Ancora più importante, per colmare lo iato temporale fra  la romanità e il moderno formaggio “Parmigiano” è però il contributo che ci vien dal “Codice Pelavicino”, la grande raccolta di oltre cinquecento pergamene che va dal 900 al 1287. Qui, relativamente al periodo che va dal 1277 al 1279 vengono presentate le gabelle del Vescovo-conte di Lunigiana, due gabelle di mare (Avenza e Ameglia)  e una gabella di terra (Caprigliola).
Fra le varie merci che transitano per dette gabelle figurano le forme di formaggio. In Ameglia e Porto di San Maurizio ogni filza di formaggio paga una gabella di due denari, mentre per ogni centinaio di filze la gabella è in natura (cioè due filze), e per cento forme di formaggio la gabella è di due forme. Simile tariffa si riscontra anche ad Avenza, con la sola differenza che per una filza si paga un denaro. Nella gabella di Santo Stefano e Caprigliola si nota la differenziazione fra il cacio messinese  e il cacio sardo.
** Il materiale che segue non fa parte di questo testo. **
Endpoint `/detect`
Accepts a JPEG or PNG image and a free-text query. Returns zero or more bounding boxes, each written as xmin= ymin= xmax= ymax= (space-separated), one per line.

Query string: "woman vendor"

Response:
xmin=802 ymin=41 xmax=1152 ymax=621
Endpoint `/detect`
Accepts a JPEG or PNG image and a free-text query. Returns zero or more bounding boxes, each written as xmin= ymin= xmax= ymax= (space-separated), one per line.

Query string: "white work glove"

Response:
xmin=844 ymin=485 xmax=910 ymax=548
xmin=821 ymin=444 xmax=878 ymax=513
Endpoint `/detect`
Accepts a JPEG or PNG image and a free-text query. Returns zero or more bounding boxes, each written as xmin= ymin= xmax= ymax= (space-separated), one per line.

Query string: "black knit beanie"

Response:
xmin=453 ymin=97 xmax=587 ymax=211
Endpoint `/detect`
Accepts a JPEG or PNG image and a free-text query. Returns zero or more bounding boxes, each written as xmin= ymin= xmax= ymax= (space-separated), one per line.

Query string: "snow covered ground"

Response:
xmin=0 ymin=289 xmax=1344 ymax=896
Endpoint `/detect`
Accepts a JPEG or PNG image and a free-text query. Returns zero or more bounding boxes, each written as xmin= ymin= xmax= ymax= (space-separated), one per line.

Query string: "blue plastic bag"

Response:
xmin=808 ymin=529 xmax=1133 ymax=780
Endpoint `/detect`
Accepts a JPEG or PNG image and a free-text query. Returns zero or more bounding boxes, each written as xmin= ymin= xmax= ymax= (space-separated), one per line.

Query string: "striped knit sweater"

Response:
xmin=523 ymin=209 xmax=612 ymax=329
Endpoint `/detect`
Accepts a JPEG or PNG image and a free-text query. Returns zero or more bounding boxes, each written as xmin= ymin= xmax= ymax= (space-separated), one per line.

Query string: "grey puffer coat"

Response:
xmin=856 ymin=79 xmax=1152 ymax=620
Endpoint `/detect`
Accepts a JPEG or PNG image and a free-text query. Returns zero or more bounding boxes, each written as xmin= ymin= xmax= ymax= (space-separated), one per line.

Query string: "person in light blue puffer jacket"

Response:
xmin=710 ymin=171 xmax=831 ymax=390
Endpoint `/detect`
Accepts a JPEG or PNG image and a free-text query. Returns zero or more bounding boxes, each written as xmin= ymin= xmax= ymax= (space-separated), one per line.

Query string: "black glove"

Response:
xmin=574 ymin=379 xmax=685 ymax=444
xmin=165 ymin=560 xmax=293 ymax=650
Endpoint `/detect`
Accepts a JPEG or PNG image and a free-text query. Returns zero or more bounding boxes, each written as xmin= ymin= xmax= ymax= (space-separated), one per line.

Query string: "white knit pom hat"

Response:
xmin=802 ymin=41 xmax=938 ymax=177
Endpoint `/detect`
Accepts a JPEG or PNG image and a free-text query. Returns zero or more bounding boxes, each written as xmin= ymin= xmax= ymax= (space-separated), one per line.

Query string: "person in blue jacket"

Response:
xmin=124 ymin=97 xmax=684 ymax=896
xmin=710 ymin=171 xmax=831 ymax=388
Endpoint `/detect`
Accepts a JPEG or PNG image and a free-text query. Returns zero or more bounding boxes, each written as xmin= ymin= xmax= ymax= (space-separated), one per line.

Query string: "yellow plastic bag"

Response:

Per una filza del primo si paga un denaro, mentre per il sardo si pagano denari due.
Attraverso tutte queste notizie storiche si può ragionevolmente ipotizzare che in Lunigiana esista la tradizione del grande cacio lunense che, passando per il Medioevo,  oggi è divenuta la tradizione del pregiatissimo formaggio “Parmigiano”. Con gli scarti della lavorazione del formaggio parmigiano si nutrivano poi i maiali con cui produrre il famoso prosciutto di Parma.